Lundi 23 mai 2005

Garou fête les 25 ans du Bourbon Street
Agnès Gaudet - Journal de Montréal

Garou et les membres de la formation The Untouchables ont présenté samedi soir un show du tonnerre devant la clientèle du Bourbon Street de Sainte-Adèle. Ce spectacle-bénéfice soulignant les 25 ans d’existence de la boîte de Laurentides a permis d’amasser 25 000 $ pour les enfants malades. 
 


                                                                                                                           Photo Luc Bélisle
GAROU et THE UNTOUCHABLES, sous la direction de Dany Roy, qui suit le chanteur
sur les scènes de monde, étaient réunis sur la scène du Bourbon Street de Sainte-Adèle
 

Le chanteur, qui a foulé les planches des plus grandes scènes d’Europe, n’a pas oublié ses amis du Québec. Il a accepté l’invitation visant à célébrer les 25 ans du Bourbon Street du proprio, Sean O’Donnell, qui lui a donné ses premières chances. Le chanteur, qui devait se trouver ce week-end à Monaco, pour la course de formule 1, et à Cannes, pour le festival de cinéma, a choisi Sainte-Adèle en mémoire du bon vieux temps.

« La tentation était trop forte », a-t-il dit. Avant de monter sur scène, Garou a rappelé ses débuts : « Les propriétaire de bar ne voulaient pas de nous, a-t-il confié ; on était trop nombreux sur scène. C’était la même chose au Liquor Store de Magog. On était neuf sur scène et on coûtait trop cher.

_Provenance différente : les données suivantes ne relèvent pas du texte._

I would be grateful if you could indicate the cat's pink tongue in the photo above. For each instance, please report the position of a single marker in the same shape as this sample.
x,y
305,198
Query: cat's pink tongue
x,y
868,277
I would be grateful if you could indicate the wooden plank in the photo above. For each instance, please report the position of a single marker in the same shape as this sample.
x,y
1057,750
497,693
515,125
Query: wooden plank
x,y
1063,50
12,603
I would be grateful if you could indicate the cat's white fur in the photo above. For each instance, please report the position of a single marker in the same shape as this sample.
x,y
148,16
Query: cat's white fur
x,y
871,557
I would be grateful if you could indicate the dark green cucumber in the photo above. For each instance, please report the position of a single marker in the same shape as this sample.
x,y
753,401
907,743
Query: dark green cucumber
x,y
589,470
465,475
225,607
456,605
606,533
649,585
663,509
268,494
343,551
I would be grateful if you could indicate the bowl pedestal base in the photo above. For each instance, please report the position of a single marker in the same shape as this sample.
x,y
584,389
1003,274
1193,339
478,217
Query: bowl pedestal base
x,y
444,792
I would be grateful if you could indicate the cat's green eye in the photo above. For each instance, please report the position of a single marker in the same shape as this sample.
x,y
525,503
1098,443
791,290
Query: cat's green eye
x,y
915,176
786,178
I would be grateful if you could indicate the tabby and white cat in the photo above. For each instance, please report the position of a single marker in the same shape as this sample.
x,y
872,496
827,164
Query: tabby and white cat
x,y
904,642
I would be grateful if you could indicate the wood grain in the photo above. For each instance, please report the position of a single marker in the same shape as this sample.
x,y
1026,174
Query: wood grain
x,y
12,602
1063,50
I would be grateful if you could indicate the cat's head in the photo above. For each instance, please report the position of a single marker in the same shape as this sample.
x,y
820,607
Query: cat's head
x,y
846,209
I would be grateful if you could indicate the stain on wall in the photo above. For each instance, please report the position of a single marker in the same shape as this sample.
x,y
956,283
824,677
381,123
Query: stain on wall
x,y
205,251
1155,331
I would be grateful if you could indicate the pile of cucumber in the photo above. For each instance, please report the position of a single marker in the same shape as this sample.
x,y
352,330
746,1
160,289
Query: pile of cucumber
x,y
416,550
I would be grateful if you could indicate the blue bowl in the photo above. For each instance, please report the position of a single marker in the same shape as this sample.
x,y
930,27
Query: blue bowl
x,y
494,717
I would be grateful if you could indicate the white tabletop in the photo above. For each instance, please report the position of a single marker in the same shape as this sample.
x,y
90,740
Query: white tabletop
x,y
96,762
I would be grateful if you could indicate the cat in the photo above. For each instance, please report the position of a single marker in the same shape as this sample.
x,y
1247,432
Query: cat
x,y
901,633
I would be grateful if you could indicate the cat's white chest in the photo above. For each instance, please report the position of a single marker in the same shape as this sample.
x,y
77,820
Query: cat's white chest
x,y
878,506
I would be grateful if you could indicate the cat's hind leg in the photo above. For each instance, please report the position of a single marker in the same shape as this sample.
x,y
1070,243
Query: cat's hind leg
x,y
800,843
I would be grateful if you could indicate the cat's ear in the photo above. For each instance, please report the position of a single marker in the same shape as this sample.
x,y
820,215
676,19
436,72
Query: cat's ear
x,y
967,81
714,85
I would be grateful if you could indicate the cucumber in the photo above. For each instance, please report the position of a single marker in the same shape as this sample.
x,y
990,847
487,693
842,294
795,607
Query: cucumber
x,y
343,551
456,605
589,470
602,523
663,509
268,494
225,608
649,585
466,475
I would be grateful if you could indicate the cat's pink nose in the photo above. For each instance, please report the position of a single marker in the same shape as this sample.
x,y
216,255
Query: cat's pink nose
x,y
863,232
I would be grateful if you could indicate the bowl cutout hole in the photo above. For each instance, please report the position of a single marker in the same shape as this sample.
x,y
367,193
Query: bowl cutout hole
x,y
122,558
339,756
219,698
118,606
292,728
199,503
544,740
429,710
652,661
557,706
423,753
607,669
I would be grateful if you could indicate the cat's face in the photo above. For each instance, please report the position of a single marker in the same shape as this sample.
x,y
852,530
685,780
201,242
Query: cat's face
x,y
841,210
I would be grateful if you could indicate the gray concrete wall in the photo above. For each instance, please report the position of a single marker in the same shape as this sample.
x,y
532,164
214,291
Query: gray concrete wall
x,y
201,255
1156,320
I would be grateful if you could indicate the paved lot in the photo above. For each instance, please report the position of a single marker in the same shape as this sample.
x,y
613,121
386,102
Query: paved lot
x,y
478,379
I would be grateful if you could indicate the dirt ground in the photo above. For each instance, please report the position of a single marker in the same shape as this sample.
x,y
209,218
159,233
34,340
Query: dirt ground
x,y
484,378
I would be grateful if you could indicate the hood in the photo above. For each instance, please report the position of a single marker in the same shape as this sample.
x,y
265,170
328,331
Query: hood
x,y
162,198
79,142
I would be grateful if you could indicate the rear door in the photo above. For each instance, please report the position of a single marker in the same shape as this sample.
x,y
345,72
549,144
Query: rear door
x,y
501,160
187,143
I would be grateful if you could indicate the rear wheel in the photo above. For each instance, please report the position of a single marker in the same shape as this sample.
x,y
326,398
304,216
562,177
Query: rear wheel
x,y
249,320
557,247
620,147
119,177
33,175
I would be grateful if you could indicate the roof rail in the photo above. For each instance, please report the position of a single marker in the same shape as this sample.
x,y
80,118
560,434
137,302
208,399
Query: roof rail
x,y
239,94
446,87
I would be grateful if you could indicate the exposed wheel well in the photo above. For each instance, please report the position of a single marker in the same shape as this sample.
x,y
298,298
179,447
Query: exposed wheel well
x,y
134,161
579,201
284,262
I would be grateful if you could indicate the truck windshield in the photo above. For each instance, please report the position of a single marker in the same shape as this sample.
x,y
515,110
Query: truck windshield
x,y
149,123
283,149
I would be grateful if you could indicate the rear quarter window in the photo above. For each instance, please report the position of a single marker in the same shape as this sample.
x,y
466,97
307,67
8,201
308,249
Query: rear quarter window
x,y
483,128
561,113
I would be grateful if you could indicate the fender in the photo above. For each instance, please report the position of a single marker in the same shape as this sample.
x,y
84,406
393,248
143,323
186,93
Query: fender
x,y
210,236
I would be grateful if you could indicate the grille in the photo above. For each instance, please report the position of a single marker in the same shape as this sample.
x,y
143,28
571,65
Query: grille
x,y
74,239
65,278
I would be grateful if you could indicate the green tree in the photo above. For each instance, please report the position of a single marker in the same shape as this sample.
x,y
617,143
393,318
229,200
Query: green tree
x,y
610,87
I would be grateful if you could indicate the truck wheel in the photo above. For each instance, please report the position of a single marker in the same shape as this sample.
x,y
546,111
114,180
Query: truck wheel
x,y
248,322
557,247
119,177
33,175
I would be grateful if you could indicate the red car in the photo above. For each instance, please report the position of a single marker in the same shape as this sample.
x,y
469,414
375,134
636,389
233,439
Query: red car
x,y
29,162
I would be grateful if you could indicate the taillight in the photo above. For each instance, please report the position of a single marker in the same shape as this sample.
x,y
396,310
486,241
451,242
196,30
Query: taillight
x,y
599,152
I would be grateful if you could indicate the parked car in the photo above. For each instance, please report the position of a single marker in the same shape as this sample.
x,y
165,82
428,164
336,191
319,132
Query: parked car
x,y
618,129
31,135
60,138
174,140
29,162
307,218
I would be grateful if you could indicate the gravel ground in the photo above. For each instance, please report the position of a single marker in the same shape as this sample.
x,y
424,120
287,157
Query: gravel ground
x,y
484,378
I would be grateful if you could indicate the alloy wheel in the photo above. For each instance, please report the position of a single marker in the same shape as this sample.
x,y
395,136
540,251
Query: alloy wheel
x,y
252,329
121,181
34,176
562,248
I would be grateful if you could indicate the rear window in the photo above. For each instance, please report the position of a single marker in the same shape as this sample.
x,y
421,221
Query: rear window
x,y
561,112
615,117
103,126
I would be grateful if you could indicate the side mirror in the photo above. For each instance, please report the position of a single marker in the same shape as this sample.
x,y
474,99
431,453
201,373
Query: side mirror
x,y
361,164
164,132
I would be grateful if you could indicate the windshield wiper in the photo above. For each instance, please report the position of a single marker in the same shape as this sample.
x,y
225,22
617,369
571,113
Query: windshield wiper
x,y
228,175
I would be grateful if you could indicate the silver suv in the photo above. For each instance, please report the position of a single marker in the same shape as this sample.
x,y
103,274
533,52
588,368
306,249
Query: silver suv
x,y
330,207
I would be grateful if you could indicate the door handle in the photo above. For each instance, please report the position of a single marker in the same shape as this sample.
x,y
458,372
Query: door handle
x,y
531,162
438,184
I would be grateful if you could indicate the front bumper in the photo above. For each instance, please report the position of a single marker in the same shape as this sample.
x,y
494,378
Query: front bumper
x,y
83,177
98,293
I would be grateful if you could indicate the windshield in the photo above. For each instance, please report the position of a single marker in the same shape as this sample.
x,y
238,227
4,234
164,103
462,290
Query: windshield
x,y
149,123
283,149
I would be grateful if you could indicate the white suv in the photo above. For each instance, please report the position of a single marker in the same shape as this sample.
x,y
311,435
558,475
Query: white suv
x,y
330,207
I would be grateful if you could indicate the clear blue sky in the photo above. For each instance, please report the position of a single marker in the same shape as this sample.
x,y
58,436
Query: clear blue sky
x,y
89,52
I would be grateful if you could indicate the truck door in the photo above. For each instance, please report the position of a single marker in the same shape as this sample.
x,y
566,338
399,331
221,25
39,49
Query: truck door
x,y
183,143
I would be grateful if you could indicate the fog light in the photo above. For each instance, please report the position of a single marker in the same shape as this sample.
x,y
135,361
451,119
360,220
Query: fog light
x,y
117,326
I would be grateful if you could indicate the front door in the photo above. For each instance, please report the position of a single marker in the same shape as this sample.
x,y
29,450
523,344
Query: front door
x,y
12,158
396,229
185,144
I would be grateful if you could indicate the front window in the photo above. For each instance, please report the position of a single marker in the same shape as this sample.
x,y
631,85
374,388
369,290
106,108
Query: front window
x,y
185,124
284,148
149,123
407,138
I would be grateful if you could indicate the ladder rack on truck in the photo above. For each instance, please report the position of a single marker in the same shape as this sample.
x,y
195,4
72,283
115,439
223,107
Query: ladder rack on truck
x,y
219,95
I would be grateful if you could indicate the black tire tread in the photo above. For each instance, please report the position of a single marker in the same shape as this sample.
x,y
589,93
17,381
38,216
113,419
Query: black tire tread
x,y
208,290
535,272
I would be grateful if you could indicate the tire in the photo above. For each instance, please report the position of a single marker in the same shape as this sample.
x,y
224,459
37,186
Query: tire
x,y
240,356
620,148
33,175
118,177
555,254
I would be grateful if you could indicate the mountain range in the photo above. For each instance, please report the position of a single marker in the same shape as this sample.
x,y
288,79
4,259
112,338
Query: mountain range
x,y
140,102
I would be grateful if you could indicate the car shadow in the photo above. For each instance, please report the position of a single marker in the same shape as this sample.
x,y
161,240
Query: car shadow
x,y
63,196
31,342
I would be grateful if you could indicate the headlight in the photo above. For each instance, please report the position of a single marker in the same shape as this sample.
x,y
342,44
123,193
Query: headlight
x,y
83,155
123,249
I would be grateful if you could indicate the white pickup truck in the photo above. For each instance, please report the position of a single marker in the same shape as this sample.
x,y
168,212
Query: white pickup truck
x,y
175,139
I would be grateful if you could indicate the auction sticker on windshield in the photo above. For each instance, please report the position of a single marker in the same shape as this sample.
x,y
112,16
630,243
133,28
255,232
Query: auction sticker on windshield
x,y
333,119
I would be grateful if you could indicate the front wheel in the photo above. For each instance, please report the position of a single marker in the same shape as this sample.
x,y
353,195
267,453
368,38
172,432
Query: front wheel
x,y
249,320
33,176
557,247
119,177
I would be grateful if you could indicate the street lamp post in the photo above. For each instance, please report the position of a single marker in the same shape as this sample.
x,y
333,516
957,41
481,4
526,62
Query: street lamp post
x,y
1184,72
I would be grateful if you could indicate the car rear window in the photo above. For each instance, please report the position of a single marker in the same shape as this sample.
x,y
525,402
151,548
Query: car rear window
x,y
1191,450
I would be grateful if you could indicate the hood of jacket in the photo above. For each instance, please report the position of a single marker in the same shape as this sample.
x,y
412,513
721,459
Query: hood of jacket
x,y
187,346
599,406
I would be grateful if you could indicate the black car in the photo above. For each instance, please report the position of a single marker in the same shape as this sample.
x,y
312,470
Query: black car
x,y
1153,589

« J’avais 21 ans à l’époque, rigole Sean O’Donnel, propriétaire du Bourbon, et je me souviens qu’on s’obstinait pour 50$. Aujourd’hui, Garou vient chanter… gratuitement ! » 

Recréer le passé 

Il y avait sept ans que The Untouchables et Garou n’avaient pas joué ensemble sur scène. Ils ont répété un soir seulement, à la maison de Garou. Le chanteur s’est dit plus nerveux que devant ses milliers de fans en France, où il vient de terminer sa tournée : « On va tenter de recréer le passé, a-t-il confié, mais ce n’est plus pareil. A l’époque, les gens disaient il est bon, le band en buvant une bière. Ce soir, on est plus attendus et les gens s’attendent à quelque chose. »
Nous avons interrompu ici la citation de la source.